| That is not entirely true. GoF patterns have tons of examples in Smalltalk, which is as dynamic as Ruby/Python. But they are more verbose and awkward to use in statically type languages, languages without first class functions (unlike Smalltalk, Ruby and Python), and methods like doesNotUnderstand, method_missing or __getattr__. And languages with mixins/metaprogramming support can do pretty much all patterns in a much better way (this is easy to see on the paper[1] where Gregor Kiczales implements the patterns in AspectJ and see how much simpler they become when you have mixins). The biggest problem with patterns is that people start with them, instead of refactoring to them when needed [2], which leads to a lot of over engineering (which is a form of premature optimization, and we all know what Knuth said about that). Uncle Bob (creator of Selenium, author of Clean Code) talked about it recently: http://cleancoder.posterous.com/patterns-of-reality [1] http://dl.acm.org/citation.cfm?id=582436 [2] http://www.industriallogic.com/xp/refactoring/ |
I would disagree that there are tons of Smalltalk examples there.
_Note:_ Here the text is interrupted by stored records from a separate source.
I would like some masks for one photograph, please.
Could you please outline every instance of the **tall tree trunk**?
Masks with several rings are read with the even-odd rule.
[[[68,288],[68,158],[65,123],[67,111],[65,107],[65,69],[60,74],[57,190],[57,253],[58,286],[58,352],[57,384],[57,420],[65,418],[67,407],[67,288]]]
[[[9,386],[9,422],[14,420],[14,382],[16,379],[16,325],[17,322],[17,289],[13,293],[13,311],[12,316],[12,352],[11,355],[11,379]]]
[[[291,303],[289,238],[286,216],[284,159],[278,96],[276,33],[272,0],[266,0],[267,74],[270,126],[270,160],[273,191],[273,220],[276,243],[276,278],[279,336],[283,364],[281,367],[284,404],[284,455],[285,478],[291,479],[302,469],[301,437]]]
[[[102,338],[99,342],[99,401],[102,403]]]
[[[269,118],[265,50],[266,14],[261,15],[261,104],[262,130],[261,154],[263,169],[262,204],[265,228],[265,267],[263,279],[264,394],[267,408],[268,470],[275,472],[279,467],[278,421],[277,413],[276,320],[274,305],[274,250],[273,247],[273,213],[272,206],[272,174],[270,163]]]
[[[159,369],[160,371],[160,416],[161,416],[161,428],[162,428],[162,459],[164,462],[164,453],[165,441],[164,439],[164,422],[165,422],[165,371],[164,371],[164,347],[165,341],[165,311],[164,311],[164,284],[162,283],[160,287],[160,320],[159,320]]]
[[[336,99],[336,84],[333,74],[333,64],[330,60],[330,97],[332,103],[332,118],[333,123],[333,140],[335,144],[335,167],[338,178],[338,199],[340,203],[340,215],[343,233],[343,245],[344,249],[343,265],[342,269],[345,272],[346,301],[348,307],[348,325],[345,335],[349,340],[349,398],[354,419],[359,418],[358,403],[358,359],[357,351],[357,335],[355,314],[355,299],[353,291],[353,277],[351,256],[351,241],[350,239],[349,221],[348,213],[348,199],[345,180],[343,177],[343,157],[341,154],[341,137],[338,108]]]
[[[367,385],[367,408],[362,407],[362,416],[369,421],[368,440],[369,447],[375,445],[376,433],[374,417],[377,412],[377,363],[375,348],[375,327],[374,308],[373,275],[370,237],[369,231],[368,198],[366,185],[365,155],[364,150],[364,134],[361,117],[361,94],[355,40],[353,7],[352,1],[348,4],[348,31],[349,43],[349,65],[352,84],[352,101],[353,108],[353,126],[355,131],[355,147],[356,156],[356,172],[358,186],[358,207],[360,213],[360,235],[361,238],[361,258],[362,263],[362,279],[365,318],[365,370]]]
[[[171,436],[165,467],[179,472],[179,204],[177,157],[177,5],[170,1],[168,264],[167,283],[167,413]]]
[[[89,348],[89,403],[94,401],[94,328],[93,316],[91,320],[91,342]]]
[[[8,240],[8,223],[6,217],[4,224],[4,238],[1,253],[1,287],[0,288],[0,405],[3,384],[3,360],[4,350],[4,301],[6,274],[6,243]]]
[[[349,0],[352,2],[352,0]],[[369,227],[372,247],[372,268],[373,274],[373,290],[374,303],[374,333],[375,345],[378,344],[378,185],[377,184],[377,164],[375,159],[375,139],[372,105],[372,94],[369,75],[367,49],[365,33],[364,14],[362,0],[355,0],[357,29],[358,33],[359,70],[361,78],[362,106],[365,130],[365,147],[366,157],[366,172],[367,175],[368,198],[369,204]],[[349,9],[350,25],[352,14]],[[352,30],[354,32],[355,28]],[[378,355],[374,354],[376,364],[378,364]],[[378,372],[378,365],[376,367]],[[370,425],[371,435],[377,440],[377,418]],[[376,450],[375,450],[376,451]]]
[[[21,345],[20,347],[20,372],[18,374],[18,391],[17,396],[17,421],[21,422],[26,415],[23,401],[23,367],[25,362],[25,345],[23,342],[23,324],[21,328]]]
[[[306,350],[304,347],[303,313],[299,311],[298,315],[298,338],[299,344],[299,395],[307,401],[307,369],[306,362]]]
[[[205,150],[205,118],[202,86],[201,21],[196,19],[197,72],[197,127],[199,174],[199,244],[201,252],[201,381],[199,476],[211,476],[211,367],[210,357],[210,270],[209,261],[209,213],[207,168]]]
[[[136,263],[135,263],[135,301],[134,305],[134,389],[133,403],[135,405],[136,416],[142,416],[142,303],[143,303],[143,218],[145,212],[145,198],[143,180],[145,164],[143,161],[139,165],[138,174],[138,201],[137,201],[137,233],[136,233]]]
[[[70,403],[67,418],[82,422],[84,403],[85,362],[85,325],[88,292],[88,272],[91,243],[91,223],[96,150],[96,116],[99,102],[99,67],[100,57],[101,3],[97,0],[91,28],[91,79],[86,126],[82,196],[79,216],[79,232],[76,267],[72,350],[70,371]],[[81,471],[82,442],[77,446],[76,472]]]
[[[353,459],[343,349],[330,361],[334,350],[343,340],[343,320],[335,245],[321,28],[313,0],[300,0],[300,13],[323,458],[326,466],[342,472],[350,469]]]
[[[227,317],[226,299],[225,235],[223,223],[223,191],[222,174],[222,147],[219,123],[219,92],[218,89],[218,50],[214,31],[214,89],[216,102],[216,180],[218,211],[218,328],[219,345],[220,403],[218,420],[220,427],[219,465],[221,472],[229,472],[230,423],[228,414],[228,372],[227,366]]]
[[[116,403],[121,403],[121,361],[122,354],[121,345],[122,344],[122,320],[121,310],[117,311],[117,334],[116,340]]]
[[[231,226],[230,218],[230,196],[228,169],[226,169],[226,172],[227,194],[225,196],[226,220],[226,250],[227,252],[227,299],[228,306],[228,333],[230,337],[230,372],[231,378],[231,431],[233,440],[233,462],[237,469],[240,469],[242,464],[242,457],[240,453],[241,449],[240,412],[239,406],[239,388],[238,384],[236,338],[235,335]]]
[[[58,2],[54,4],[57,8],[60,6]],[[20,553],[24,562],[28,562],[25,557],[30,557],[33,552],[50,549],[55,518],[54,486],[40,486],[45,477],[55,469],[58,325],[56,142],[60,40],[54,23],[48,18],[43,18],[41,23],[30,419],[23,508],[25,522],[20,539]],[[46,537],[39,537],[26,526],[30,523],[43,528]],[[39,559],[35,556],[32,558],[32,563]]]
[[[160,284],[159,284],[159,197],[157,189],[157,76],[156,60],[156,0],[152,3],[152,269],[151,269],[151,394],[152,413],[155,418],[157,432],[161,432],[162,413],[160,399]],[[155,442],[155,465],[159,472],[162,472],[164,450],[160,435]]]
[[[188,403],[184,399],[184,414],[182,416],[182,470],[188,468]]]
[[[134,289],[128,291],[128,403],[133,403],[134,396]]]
There are in fact a few examples, and they actually don't weigh very much, because they are pretty small, and you don't really need the whole Design Patterns concept if you are a Smalltalk dude. I have a friend who first picked up the book after programming for 17 years in Smalltalk. He put it down after scanning through the first few chapters because it was very self-evident to him.
For young up-and-coming programmers, I recommend setting aside Design Patterns and reading everything you can find written by Peter Norvig. Start with his design patterns essay. The short version of which is that if you need design patterns, (in the sense of the book) then there is something lacking in your language. They are an unnecessarily.
I would never recommend Uncle Bob to anyone looking to improve programmming chops. Read Norvig instead. Uncle Bob came down on the wrong side of TDD and the fellow who failed to TDD his way into a sudoko solution. Peter Norvig comes up with a different notation, not a methodology, not a design pattern, and produced a very elegant solution.
So to improve your programming skills, avoid Uncle Bob, read Norvig, go easy on the methodology.